[v3] mm/memcontrol, page_counter: move stock from mem_cgroup to page_counter

[PATCH 0/7 v3] mm/memcontrol, page_counter: move stock from mem_cgroup to page_counter

Posted by Joshua Hahn 2 weeks ago

Memcg currently keeps a "stock" of 64 pages per-cpu to cache pre-charged
allocations, allowing small allocations to avoid walking the expensive
mem_cgroup hierarchy traversal and atomic operations on each charge.
This design introduces a fastpath, but there is room for improvement:

1. Currently, each CPU tracks up to 7 (NR_MEMCG_STOCK) mem_cgroups. When
   more than 7 mem_cgroups are actively charging on a single CPU, a
   random victim is evicted and its associated stock is drained.

2. Stock management is tightly coupled to struct mem_cgroup, which makes
   it difficult to add a new page_counter to mem_cgroup and have
   multiple sources of stock management, which is required when trying
   to introduce fastpaths to multiple hard limit checks.

This series moves the per-cpu stock down into the page_counter which
consolidates stock limit checking and page_counter limit checking into
page_counter_try_charge. This eliminates the 7-memcg-per-cpu slot limit,
the random evictions (drain & refill), and slot traversal.

In turn, we can add independent stock management for additional
page_counters in each memcg, which is used in my tiered memory limits
series to add a new page_counter to track toptier usage [1].

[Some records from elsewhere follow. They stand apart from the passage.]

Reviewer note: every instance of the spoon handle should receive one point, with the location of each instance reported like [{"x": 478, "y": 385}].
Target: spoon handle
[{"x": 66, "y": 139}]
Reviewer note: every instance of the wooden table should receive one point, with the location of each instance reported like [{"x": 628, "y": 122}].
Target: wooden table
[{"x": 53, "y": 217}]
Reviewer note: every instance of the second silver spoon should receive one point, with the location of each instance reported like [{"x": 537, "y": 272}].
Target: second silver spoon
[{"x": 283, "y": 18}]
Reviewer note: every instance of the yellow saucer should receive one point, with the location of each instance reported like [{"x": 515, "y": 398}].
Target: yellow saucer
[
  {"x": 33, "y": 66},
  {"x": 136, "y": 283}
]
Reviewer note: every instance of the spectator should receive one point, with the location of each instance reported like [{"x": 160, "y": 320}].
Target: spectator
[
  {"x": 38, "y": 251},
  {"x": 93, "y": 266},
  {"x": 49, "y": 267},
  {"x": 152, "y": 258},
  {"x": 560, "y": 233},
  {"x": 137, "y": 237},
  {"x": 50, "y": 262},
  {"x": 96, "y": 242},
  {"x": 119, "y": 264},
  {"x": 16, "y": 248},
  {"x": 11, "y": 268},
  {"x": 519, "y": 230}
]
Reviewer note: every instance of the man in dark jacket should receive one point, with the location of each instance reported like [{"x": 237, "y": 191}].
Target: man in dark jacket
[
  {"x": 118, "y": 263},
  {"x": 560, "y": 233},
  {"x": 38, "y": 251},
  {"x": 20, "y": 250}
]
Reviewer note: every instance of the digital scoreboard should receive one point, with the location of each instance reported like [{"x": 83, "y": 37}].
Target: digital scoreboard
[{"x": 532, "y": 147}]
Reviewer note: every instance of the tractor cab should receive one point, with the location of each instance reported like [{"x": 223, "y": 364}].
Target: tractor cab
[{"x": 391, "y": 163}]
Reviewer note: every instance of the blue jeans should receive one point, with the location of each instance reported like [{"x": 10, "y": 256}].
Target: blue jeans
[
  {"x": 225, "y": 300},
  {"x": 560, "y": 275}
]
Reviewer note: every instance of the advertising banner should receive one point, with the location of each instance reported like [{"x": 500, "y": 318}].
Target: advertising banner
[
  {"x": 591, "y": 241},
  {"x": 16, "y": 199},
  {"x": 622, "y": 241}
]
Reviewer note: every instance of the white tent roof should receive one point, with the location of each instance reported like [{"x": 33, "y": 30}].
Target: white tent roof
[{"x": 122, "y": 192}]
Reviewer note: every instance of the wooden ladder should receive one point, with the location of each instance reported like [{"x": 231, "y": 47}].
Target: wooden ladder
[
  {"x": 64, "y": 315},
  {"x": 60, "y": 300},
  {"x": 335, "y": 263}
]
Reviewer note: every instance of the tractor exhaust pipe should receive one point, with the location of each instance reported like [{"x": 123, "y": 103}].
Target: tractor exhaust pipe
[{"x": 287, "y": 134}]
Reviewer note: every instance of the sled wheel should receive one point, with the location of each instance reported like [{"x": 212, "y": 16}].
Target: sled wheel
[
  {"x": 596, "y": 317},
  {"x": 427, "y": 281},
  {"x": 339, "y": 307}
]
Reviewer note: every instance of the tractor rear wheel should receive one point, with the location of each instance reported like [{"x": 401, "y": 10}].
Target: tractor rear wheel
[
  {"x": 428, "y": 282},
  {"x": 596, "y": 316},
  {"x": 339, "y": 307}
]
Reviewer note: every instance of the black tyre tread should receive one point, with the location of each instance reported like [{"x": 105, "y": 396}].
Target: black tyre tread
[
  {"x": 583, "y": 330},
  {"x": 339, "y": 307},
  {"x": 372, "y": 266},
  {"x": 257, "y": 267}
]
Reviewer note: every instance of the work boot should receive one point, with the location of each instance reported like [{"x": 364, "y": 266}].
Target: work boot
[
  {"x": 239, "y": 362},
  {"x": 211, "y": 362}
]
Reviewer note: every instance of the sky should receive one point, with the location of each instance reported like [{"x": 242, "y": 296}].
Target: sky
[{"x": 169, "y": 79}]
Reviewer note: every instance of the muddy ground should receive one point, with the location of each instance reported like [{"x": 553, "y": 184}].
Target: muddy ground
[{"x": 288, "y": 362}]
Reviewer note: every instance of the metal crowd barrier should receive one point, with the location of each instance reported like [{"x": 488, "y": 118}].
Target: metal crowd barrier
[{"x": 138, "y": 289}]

The resulting code in memcg is also easier to follow, as the caching
becomes transparent from memcg's perspective and managed entirely within
page_counter.

There are, however, a few tradeoffs.

First, the bound on how much memory can be overcharged (and remain stale
as stock) is raised. Previously, it was fixed to nr_cpus x 7 x 64 pages.
Now, it becomes nr_leaf_cgroups x nr_cpus x 64 pages. On large machines
with many cgroups, this could be significant. There are three qualifying
points: (1) larger machines should be able to tolerate the additional
overhead, (2) the stock should not remain stale as long as the
cgroups are actively charging memory, and (3) a process would have to
migrate across all CPUs to incur this upper bound on overhead.

Secondly, we introduce some additional memory footprint. The new struct
page_counter_stock adds 2 words of extra overhead per-(cpu x memcg).

A small change is that for cgroupv1, reported memsw usage can be lower
than reported memory usage, if the memsw page_counter overcharges to its
stock whereas the memory page_counter does not.

Finally, to keep the above memory footprint limited, I opted to not
embed a work_struct into page_counter_stock, but rather decided to
trigger synchronous stock draining, since the drain operation is rarer
now, and only happens under memory pressure and on cgroup death.

Performance testing across single-cgroup, as well as 4-cgroup (under the
7 memcg limit) and 32-cgroup scenarios on a 40CPU, 50G memory system
shows negligible performance differences. In the tests, I repeatedly
fault and release anonymous pages using madvise(MADV_DONTNEED) to
stress the charge/uncharge path, across 40 trials of 50 iterations.
Metric here is time it took across each iteration (ms).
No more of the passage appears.